I've integrated some single nucleus RNA seq data after the standard Seurat preprocessing workflow. I normalized with SCTransform, regressed mitochondrial DNA, removed cells with >5% mitochondrial DNA (not in this order).
obj <-CreateSeuratObject(obj.data)
obj <- PercentageFeatureSet(object = obj, pattern = "^mt-", col.name = "percent.mt")
obj <- SCTransform(object = obj, vars.to.regress = "percent.mt", verbose = FALSE)
Then I integrated with FindIntegrationAnchors, etc.
When I identify markers between my treated and untreated data (using PrepSCTFindMarkers and then DESeq2 FindAllMarkers), I have mitochondrial genes come up as markers (~0.4 avg_log2FC). This is un-expected considering this is nuclear sequencing data, and I've regressed percent.mt.

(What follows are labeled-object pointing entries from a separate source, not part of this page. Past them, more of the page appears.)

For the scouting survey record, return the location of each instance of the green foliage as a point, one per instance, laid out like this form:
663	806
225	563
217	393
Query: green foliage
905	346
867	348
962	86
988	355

Am I missing something? Did I do something incorrectly, or is there something wrong with the data, or is this totally normal?
Thanks!
Did you also filter your "cells" based on mtRNA levels (remove cells with >X% mitochondrial reads)? I have no idea how the nucleus RNA-seq works but it could be that empty wells still contain extra-cellular mitochondria.
I did. I removed any cells with more than 5% mitochondrial DNA, but certain mitochondrial genes (ie mt-Nd3) are coming up as differentially expressed.